ジャスパー・フォード『雪降る夏空にきみと眠る』

雪降る夏空にきみと眠る 上 (竹書房文庫)昨シーズンのビジネス英語にタカシがシンガポールに出張する件がある。現地法人にはルーシィなる上司がいて、タカシは一時的にルーシィの下で働く。久しぶりに本社の上司ルヴィアの所に顔を出したタカシは、ウフフと彼女にからかわれる。


「あの女がどんな仕込みをしたか、試してみようかしら?」


女性上司二人が新人男を取り合うハーレムの一類型がある。新人男が厄介な女性上司の騒動に巻き込まれる。外見は『モンタナの目撃者』のアンジーを想像してわたしは鼻腔を膨らませた。


彼女は二重人格者である。人格Aの気性は荒い。人格Bは面倒見がいい。人格Aと人格Bは別々の職場にいて互いをライバル視している。自分たちが同一人物だと知らない彼女らは、いつ行っても相手は留守だと愚痴る。
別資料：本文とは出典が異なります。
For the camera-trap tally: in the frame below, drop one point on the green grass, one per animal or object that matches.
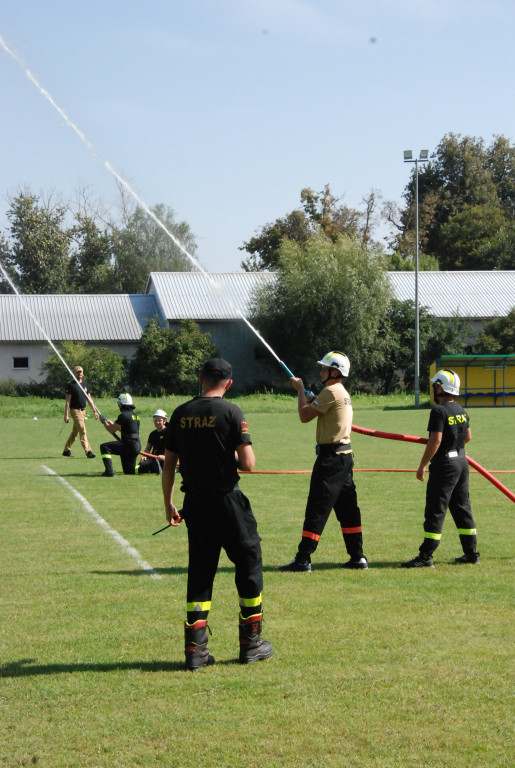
(386, 668)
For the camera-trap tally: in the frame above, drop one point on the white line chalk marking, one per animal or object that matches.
(105, 525)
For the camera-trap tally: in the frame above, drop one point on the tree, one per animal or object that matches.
(321, 213)
(90, 267)
(56, 248)
(328, 295)
(466, 206)
(436, 337)
(37, 260)
(168, 361)
(105, 371)
(498, 336)
(142, 246)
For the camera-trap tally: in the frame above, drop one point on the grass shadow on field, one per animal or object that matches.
(338, 566)
(27, 667)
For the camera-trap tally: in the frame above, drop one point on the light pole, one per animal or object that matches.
(422, 158)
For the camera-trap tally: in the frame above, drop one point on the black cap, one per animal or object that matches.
(217, 368)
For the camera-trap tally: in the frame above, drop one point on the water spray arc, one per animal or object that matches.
(197, 266)
(136, 197)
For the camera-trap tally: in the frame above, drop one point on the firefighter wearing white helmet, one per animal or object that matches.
(448, 484)
(332, 484)
(128, 446)
(156, 446)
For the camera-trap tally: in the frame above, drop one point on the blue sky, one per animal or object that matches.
(225, 109)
しかし、薄々ながら違和感を抱いている。二人は二重人格の産物だと主人公男が示唆してみると恐慌を来す。


主人公男が人格Aに「Bと寝た」と言ってみる。Aは素っ気ない態度で応じつつも、男を殴りつける。現場を混乱させたと怒っている。


この態度には解釈に幅がある。言葉通りにとればいいのか。自分と寝たと無意識が察し、無意識に出た怒気が後付けで説明されたのか。ライバルに男を寝取られた怒りなのか。そこに私情はあるのかないのか。
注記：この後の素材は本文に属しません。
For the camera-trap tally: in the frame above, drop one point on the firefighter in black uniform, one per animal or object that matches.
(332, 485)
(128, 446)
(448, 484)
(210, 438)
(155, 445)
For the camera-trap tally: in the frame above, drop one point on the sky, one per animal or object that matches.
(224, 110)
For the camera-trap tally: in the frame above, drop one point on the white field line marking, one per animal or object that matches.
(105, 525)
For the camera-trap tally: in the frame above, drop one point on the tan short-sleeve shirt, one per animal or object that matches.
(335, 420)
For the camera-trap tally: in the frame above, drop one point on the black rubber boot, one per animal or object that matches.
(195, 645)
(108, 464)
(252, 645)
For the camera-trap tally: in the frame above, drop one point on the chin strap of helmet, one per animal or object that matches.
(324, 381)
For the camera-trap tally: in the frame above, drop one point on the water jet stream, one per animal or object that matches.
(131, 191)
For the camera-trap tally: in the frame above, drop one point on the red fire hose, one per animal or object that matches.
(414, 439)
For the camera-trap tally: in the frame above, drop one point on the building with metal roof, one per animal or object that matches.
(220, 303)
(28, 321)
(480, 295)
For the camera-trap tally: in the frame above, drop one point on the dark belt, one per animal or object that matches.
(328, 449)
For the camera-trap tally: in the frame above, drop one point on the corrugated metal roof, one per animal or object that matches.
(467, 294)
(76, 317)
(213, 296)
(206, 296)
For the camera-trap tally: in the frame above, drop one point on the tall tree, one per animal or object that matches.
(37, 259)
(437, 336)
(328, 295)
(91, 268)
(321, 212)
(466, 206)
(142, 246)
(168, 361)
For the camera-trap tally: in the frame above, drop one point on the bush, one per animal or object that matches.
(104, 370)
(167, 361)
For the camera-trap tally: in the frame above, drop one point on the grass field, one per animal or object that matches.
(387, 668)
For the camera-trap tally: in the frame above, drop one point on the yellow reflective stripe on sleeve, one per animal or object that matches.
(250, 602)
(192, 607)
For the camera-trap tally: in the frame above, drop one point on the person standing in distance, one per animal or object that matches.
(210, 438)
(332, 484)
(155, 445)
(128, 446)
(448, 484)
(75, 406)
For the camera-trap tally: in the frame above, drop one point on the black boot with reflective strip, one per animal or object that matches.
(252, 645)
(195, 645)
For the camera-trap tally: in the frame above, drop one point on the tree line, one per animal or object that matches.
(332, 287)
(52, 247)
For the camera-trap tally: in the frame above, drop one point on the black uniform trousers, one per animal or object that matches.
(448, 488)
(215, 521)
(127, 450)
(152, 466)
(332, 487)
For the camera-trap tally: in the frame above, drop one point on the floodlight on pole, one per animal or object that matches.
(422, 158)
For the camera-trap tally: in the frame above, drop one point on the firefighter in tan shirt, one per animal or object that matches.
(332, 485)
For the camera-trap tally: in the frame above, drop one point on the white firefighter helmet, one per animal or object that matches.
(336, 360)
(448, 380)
ハーレムだと分かれば読者は萎えてしまう。ハーレムではないが見かけがハーレムになってしまう状況こそ甘受できるハーレムだ。無意識のさじ加減がこれを可能にするのである。


無意識の問題は形態を変え作品全体に行き渡る。アクティヴな脳死患者たちが惰性で生前の習慣を繰り返す。彼らに意識はない。主人公男はそのひとりと恋をする。彼女は絵師である。「黒い髪をゆるいポニーテールにまとめ、ダウンジャケットの下に絵の具の染みがぽつぽつとついたオーバーオール」なる、いかにもキャラクター小説な外貌をしている。


本作は集合無意識の話で、無意識だからイベント相互に論理的なつながりがなく、事件の解明を模索されても模索の尽力が伝わってこない。しかしキャラ小説としては、二重人格上司の件のように無意識のフワフワが強みにもなる。


脳死の女は恢復して記憶を取り戻す。男とは意識の閾下の付き合いだから恢復すれば他人になる。


自分を忘れた女と男は言葉を交わす。かつての彼女と自分の交わしたやり取りが、偶然、そこに再現されてしまう。愛はアイロニカルによみがえる。だからこそ切なくなるのだ。